The needs of electric car owners must be included in future plans for residential buildings, along with clear strategies for retrofitting existing homes with overnight recharging points, Hyundai’s top manager in Africa and the Middle East said today.
Mike Song, the carmaker’s Head of Operations for the region, says Hyundai has ambitious plans for low- or zero-emissions cars in the region, and that internationally it has a wider range of drivetrains than any other company, including fully electric, plug-in, hybrid, and hydrogen fuel cell.
While each technology has its advantages, Mr. Song says that fully electric vehicles, using batteries for energy storage, offer the fastest route towards zero emissions – as long as people can keep their cars charged. With current home design, that may not be possible.
“There is now very real consumer excitement around electric driving,” Mike Song said. “In our existing urban design, however, the only people who can realistically make that switch are those who live in a house or villa with an attached garage, because they are the only ones who can plug into a power supply to recharge overnight. If you park on the street, or even in basement parking for an apartment building, keeping your battery charged will be much more difficult.”
While cities worldwide are experimenting with kerbside recharging points for cars parked on the street, Mike Song says it will be down to property developers and managers, as well as homeowners’ associations, to make sure that residential carparks can provide a charging socket for each car that needs one, along with a system for billing the cost.
This will most likely need planning authorities, including governments and municipalities, to incorporate recharging points into their planning regulations – both as a standard requirement on new buildings, and with clear guidelines on upgrading existing properties.

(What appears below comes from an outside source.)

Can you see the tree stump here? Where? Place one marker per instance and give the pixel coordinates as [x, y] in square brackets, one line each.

“We must ensure that, if you have allocated parking for an apartment, you can expect to recharge an electric car as part of that parking,” said Mike Song. “Given time, consumer demand will ensure this happens, but the authorities can help drive the transition by including this expectation in building codes.”
Hyundai is quickly establishing itself as a leader for electrified drivetrains, with several eco-models across its global product range, and multiple drivetrain options. It’s a flexible approach that aims to provide a realistic pathway towards clean mobility, able to fit the needs of different customers and markets.
Current production models include electric versions of the IONIQ – which is also available as a plug-in and a hybrid – and now the KONA compact SUV as well. The company also offers a Sonata Hybrid, and was the first to offer a hydrogen fuel cell vehicle as a mass-produced model with the Tucson FCEV in production since 2013. That is now due to be replaced by an FCEV-only SUV, the Nexo, which was unveiled at the Consumer Electronics Show (CES) in Las Vegas in January.
Within the Africa and Middle East region, the company is already offering versions of the IONIQ eco-car in several markets. It is also introducing the Sonata Hybrid, particularly for taxi use.